How to split data into x_train and y_train


I'm trying to access EMNIST data from here:

https://www.tensorflow.org/datasets/splits

with this code:

train_ds, test_ds = tfds.load('emnist', split=['train', 'test'], shuffle_files=True)

I tried doing this:

x_train = train_ds['image']
y_train = train_ds['label']
x_test = test_ds['image']
y_test = test_ds['label']

But I get the error TypeError: 'PrefetchDataset' object is not subscriptable

When I try to print train_ds it prints

<PrefetchDataset element_spec={'image': TensorSpec(shape=(28, 28, 1), dtype=tf.uint8, name=None), 'label': TensorSpec(shape=(), dtype=tf.int64, name=None)}>

I want to separate the image and the label into x_train, y_train, x_test, y_test like how you would for mnist data from keras.

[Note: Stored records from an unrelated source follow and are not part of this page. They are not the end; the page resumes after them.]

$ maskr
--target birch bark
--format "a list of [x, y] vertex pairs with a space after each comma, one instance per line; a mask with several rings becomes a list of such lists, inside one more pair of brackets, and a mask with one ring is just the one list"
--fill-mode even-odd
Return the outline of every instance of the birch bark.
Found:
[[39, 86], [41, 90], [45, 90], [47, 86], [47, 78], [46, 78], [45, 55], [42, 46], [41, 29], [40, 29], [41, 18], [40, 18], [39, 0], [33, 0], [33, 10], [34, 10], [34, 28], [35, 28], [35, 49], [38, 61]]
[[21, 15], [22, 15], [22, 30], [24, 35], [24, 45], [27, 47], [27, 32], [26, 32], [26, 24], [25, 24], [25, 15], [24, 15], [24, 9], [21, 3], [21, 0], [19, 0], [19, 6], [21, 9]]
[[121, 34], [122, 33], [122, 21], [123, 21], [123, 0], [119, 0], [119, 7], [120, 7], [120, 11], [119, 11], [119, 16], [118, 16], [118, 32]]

I see from here: https://www.tensorflow.org/datasets/catalog/emnist that the structure for the feature is

FeaturesDict({
    'image': Image(shape=(28, 28, 1), dtype=uint8),
    'label': ClassLabel(shape=(), dtype=int64, num_classes=47),
})

But like I'm not sure how to extract it :C


Solution

  • If you just want to split your dataset but keep them as tf.data.Datasets, you could run (recommendable):

    import tensorflow as tf
    import tensorflow_datasets as tfds
    
    train_ds, test_ds = tfds.load('emnist', split=['train', 'test'], shuffle_files=True)
    
    x_train = train_ds.map(lambda i: i['image'])
    y_train = train_ds.map(lambda l: l['label'])
    x_test = test_ds.map(lambda x: x['image'])
    y_test = test_ds.map(lambda y: y['label'])
    

    You could also convert the datasets to numpy arrays, but it could take a while (~ 6 min on Colab):

    import numpy as np
    
    x_train = np.array(list(train_ds.map(lambda i: i['image'])))
    y_train = np.array(list(train_ds.map(lambda l: l['label'])))
    x_test = np.array(list(test_ds.map(lambda x: x['image'])))
    y_test = np.array(list(test_ds.map(lambda y: y['label'])))